Banlieue is beuatifull
Plusieurs manières de faire, pour changer cet imaginaire : inventer, créer. Ils sont nombreux à le faire. Du côté de la jeunesse baignée de cultures urbaines d’abord, qui réinvente un nouveau récit de la société française. Ntm l’a fait en son temps. Mehdi et Badrou (issus du Bondy Blog) continuent la geste, d’abord avec l’outil médiatique, ensuite par la culture, avec des initiatives comme Téléramadan (édité par leur maison d’édition au nom évocateur, « Les éditions du Grand remplacement ») ou encore l’exposition « Banlieue is beautifull », en son temps (au Palais de Tokyo en 2014) ; sans parler de Ladj Ly ou de son ex-comparse, JR, par la photo ou la danse plus récemment. Laurence Lascary avec Dacp, par le cinéma (et de quelle manière, avec un film comme « L’ascension », histoire vraie de Nadir Dendoune, habitant de l’Île-Saint-Denis, qui se clôt en apothéose himalayenne par un gros coup de cœur à son territoire…) Le logo du "In Seine-Saint-Denis", très vaguement évocateur de cœurs de diverse couleurs s’entrecroisant, peut d'ailleurs y faire penser. N’oublions pas non plus enfin la poésie slamée de Grand Corps Malade et de tant d’autres moins connus mais non moins valeureux. Dans ce rapide tableau, l’installation de Luc Besson dans la Cité du cinéma de Saint-Denis, et tout ce que ses écuries portent, n’est pas la moindre des impulsions culturelles (et aussi commerciales, industrielles) capables de redonner de l'oxygène à une banlieue mal-aimée.
Certains entrepreneurs aussi sont enthousiastes, qu’ils soient brasseurs de bière (comme le responsable de Gallia, implanté à Pantin), communicants (comme Bastien Brunis de Solicom), ou dans le Btp comme l’incontournable Francis Dubrac : « On attend quinze milliards d’investissements liés au Grand Paris demain. Il y a 60 000 étudiants ici, on est capables de fournir tout ce que la France a besoin ! » s’emporte-t-il même...

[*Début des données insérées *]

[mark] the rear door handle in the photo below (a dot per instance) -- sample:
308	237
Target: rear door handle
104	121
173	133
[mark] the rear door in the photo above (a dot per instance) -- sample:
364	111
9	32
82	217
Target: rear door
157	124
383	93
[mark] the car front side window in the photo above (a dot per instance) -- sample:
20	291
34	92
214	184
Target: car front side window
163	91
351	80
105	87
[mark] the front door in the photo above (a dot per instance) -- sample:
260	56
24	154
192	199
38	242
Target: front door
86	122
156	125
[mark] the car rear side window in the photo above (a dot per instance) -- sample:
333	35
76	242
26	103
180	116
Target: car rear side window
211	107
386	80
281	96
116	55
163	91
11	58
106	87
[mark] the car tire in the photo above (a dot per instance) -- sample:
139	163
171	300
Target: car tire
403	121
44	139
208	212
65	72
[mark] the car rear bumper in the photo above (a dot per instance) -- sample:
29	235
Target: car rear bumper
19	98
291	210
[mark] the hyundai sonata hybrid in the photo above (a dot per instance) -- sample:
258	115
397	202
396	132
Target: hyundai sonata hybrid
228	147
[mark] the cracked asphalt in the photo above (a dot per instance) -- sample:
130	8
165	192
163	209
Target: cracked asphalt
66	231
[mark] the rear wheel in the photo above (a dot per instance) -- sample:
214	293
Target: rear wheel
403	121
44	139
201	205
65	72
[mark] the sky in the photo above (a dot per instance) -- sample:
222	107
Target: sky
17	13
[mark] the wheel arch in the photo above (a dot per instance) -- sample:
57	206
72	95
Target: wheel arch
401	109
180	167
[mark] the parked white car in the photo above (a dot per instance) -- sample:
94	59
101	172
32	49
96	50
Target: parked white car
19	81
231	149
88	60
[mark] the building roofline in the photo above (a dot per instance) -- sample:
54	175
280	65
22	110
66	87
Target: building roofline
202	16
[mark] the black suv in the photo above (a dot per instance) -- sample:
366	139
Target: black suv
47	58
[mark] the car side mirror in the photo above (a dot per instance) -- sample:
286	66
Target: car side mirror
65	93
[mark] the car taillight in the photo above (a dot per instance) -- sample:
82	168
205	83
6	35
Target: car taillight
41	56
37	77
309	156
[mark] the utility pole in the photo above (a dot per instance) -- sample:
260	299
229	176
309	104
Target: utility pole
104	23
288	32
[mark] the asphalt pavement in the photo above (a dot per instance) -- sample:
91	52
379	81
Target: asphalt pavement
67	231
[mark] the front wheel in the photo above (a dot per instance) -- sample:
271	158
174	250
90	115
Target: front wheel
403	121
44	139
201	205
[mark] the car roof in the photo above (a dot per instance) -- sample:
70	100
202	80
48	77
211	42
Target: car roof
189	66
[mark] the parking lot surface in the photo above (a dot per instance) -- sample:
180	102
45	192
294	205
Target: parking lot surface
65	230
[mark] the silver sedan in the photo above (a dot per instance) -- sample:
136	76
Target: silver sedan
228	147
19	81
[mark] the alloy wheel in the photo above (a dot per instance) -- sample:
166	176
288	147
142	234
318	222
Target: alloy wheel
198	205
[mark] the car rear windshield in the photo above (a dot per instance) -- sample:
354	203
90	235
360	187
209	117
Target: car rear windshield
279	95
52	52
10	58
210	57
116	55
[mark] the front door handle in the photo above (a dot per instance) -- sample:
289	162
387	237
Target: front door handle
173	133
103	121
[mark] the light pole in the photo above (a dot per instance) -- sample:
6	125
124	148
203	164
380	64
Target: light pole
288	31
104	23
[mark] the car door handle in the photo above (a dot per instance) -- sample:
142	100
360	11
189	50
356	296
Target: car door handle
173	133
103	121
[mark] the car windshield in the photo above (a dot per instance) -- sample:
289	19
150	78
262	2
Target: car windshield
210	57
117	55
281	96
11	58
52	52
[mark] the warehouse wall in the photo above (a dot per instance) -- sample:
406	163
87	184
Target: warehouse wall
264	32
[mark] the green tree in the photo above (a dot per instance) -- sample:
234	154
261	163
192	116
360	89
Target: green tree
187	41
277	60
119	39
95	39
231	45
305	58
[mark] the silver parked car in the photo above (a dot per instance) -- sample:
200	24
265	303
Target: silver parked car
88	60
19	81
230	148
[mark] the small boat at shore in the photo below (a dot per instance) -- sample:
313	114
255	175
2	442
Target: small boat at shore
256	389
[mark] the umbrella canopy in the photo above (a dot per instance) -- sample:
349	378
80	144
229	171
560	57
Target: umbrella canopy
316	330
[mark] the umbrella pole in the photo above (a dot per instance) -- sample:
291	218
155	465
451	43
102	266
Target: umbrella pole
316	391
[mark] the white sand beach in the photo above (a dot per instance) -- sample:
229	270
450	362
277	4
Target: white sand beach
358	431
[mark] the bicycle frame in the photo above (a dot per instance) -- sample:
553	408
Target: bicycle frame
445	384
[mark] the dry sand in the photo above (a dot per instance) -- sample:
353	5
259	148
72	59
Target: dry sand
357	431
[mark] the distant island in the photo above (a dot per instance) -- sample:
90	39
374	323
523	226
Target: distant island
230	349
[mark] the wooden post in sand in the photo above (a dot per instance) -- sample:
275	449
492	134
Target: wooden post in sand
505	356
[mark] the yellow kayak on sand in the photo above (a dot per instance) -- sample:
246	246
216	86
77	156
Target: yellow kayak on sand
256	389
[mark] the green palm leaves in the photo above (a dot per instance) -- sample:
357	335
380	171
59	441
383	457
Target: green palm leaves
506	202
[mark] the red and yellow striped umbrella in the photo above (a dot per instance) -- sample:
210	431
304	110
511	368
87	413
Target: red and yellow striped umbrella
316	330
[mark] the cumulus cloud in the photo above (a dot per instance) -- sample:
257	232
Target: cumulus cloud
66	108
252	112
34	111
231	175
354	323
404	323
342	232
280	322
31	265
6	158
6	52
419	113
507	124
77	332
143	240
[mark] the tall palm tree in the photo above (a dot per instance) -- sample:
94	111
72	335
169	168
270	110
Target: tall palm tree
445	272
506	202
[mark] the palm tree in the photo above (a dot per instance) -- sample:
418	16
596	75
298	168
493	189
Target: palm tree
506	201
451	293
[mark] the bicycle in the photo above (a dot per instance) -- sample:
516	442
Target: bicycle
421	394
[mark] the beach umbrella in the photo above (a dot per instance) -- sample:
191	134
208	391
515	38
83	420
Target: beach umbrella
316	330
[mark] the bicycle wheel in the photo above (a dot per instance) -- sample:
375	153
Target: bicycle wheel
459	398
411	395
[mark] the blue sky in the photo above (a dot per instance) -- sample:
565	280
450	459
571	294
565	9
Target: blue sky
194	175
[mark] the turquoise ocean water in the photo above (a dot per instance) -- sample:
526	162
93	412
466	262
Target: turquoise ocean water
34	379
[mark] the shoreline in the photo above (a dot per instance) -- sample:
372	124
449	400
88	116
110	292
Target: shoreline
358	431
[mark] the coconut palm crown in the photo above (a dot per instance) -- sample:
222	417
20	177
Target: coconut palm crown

« Vu ce qu’il se passe dans les quartiers insensibles comme le 16ème arrondissement où des sauvageons incendient des locaux publics, ça fait du bien d’être ensemble ici ! » conclut optimiste Charlotte Corrius, responsable du développement économique au Conseil départemental. « Car ici, on a plus l’habitude de travailler ensemble, de coopérer ».